Appeal of Shared National Credit (First Quarter 2019)
Two participant banks appealed the substandard rating assigned to a revolving credit agented by a national bank and reviewed during the first quarter 2019 Shared National Credit (SNC) examination.
One participant bank’s appeal asserted that a pass rating was more appropriate, while the other appeal asserted a special mention rating. The appeals contended that operating performance weaknesses were temporary and that the borrower was capable of generating sufficient free cash flow to repay most or all of the outstanding debt within seven years. In both appeals, the participant banks acknowledged the obligor’s weak performance to the plan and high leverage (total debt to book capitalization) but noted that the leverage level was typical of a pass rated credit given the operational changes that could be employed for the industry in which it operates.
The appeals panel conducted a comprehensive review of the information submitted by the bank, and relied on the supervisory standards outlined below:
- OCC Bulletin 2005-32, "Frequently Asked Questions: Residential Tract Development Lending" (September 2005)
- Comptroller’s Handbook, "Commercial Real Estate Lending" (January 2017)
- Comptroller’s Handbook, "Rating Credit Risk" (April 2001)
An interagency appeals panel of three senior credit examiners concurred with the SNC examination team’s originally assigned rating of substandard due to well-defined weaknesses such as weak repayment capacity, weak performance to the plan, and high leverage.

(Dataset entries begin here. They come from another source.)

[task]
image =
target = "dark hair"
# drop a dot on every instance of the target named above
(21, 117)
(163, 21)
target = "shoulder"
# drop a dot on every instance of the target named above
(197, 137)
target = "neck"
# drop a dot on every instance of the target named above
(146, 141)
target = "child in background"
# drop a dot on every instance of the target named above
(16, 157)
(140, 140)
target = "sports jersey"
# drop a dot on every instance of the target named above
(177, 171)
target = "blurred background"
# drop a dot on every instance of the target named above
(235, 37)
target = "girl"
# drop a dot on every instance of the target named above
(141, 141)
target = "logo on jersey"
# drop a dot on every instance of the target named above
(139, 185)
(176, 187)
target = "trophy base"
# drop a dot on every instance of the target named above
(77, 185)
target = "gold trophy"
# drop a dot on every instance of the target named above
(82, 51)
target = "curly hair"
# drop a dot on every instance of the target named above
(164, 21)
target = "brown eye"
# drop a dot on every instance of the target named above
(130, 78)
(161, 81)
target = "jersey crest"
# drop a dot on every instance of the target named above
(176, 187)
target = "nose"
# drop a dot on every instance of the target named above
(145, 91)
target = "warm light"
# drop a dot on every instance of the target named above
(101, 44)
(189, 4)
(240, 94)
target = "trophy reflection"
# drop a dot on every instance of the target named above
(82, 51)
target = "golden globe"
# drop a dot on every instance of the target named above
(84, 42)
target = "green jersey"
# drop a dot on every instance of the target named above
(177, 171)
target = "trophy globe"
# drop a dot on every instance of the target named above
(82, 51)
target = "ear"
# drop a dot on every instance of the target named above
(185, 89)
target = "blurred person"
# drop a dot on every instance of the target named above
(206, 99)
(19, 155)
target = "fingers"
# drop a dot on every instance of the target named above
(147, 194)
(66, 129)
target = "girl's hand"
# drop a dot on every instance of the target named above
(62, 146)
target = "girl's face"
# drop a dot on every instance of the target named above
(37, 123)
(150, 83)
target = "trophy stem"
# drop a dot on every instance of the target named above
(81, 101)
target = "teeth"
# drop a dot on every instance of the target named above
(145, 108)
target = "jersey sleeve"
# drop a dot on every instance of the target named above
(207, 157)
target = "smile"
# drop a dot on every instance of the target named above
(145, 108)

The appeals panel determined that repayment estimates based on available earnings before interest, taxes, depreciation, and amortization (EBITDA) adjusted for noncash impairment expense was insufficient to repay total debt within a reasonable time frame. Although both appeals provided repayment estimates suggesting adequate repayment capacity, the appeals panel concluded that the assumptions in the respective appeals excluded expenses typically included in regulatory repayment estimates. The appeals panel found insufficient support for the appeal assertion that the duration of the deficiencies was temporary, and concluded that the deviation from the plan was a well-defined credit weakness. The appeals panel also found that leverage, based on total debt to book capitalization of 62 percent for the period reviewed was high for this borrower.